En 1369, Philippe épousa Marguerite de Maele, fille unique du comte de Flandre, qui héritera en 1384 :
- Du comté de Flandre y compris la Flandre gallicante (châtellenies de Lille, Douai et Orchies)
- Du marquisat d’Anvers
- De la seigneurie de Malines
- Du comté d’Artois
- Du comté de Rethel
- Du comté de Franche-Comté (= comté de Bourgogne)
- Du comté de Nevers
A partir de ce moment-là, l’ensemble territorial bourguignon fut constitué de 2 groupes de seigneuries :
- Au Sud les « deux Bourgogne » (duché et comté) et le comté de Nevers auxquels s’ajoutera le comté de Charolais acheté en 1390. Ces territoires étaient appelés « Etats de par-delà »
- Au Nord, les autres territoires appelés « Etats de par-deçà ».
En diplomate avisé, Philippe le Hardi augmenta la puissance de sa famille par d’habiles unions matrimoniales. En 1385, il prépara pour sa descendance l’héritage des comtés de Hainaut, de Hollande et de Zélande en concluant un mariage croisé :
- Son fils, Jean de Nevers (futur Jean sans Peur), âgé de 14 ans, épousait Marguerite de Bavière, fille d’Albert de Bavière, régent des comtés de Hainaut, de Hollande et de Zélande
- Le même jour, Marguerite de Bourgogne (sœur de Jean), fillette de 11 ans, épousait le frère de Marguerite de Bavière, le futur comte de Hainaut-Hollande-Zélande, Guillaume IV. De cette union naquit Jacqueline de Bavière que nous aurons l’occasion d’évoquer ultérieurement.
En Brabant-Limbourg, Philippe le Hardi parvint à convaincre la duchesse régnante, Jeanne de Brabant, demeurée sans enfants, de céder par testament ses territoires à son second fils, Antoine de Bourgogne qui en hérita en 1406.

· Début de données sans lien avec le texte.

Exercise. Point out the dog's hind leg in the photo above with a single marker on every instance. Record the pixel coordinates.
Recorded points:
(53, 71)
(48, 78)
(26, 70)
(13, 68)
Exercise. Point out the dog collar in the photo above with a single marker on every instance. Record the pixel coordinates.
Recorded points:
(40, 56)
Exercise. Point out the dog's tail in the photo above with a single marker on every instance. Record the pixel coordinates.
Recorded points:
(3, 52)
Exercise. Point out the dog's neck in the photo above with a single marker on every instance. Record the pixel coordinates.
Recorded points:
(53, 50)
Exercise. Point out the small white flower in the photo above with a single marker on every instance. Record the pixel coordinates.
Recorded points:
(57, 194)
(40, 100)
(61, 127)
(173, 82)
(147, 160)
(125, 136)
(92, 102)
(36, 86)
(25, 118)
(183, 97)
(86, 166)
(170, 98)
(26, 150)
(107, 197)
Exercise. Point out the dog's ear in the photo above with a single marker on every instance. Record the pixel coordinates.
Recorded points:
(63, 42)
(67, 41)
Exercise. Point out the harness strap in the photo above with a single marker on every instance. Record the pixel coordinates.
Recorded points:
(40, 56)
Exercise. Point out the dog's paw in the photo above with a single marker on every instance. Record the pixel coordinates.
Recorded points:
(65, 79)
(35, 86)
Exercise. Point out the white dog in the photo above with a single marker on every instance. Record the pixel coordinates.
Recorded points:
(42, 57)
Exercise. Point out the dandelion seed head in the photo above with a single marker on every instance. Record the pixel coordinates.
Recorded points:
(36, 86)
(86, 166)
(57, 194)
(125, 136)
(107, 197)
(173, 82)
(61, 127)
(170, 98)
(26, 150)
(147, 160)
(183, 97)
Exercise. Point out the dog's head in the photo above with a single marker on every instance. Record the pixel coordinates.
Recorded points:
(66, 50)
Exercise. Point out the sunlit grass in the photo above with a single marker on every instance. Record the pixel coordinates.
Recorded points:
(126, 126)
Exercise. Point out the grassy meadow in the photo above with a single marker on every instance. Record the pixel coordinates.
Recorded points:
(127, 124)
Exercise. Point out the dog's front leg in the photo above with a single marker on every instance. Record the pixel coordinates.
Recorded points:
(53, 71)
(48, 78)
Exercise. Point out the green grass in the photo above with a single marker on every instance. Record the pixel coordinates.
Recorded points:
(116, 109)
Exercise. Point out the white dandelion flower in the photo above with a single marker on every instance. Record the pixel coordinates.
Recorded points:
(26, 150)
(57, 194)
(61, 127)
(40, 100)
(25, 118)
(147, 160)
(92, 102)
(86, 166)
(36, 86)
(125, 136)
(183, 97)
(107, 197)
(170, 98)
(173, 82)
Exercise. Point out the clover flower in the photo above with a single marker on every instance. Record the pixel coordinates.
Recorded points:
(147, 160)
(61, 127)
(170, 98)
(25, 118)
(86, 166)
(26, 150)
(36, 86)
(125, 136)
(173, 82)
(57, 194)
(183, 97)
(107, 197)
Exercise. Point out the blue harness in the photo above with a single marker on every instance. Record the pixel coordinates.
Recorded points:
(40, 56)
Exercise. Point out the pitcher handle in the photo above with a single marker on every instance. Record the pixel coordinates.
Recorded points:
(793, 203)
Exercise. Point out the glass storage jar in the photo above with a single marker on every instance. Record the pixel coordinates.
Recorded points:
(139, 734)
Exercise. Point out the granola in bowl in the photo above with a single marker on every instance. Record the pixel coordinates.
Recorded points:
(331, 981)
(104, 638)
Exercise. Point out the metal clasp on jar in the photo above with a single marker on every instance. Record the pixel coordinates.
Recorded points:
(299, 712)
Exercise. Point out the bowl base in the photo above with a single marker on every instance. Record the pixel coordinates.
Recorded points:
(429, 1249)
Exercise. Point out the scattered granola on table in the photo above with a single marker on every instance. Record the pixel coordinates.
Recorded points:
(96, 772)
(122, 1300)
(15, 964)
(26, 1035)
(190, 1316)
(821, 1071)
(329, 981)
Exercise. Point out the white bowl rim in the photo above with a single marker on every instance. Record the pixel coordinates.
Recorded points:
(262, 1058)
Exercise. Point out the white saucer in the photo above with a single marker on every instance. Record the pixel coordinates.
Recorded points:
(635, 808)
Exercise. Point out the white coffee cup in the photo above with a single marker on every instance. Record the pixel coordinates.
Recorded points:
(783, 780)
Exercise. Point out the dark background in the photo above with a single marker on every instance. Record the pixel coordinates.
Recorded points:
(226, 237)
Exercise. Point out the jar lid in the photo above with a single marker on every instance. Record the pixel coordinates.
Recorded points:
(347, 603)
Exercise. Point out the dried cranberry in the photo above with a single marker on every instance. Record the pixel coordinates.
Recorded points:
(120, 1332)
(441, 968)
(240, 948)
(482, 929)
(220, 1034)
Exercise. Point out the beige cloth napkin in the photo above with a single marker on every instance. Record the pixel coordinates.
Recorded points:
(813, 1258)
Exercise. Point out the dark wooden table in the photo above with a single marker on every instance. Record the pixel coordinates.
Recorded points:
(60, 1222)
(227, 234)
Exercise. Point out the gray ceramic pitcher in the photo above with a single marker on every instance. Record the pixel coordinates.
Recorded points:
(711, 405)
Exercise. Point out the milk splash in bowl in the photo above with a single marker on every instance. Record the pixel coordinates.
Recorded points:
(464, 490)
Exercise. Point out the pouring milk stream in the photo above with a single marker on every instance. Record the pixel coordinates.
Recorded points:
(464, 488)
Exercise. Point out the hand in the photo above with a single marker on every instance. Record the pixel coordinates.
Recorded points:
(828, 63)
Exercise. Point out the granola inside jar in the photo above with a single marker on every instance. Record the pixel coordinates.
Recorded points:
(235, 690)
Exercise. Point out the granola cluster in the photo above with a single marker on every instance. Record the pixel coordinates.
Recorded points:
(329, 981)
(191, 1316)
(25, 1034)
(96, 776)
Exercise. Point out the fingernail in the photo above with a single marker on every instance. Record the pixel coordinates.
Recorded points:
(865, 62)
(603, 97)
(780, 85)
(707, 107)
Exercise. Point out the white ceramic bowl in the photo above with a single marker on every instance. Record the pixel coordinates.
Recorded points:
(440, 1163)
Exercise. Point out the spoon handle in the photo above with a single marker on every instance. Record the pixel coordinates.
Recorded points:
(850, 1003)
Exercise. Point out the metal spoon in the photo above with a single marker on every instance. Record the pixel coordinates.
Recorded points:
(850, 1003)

Jean sans Peur et Marguerite Source : Nos Gloires – J-L Huens |
Antoine de Bourgogne Toile de Roger Van der Weyden |
Jean sans Peur, quant à lui, tira parti de la situation troublée qu’il avait contribué à créer en France pour mettre la main sur des secteurs stratégiques. En 1416-1417, en combinant le droit et la force, il saisit :
- Le comté de Boulogne
- Les châtellenies de Roye, Péronne et Montdidier
- Le Mâconnais
- L’Auxerrois
Il faudra cependant attendre 1435 et le Traité d’Arras pour que ces terres soient officiellement cédées au duc de Bourgogne, Philippe le Bon.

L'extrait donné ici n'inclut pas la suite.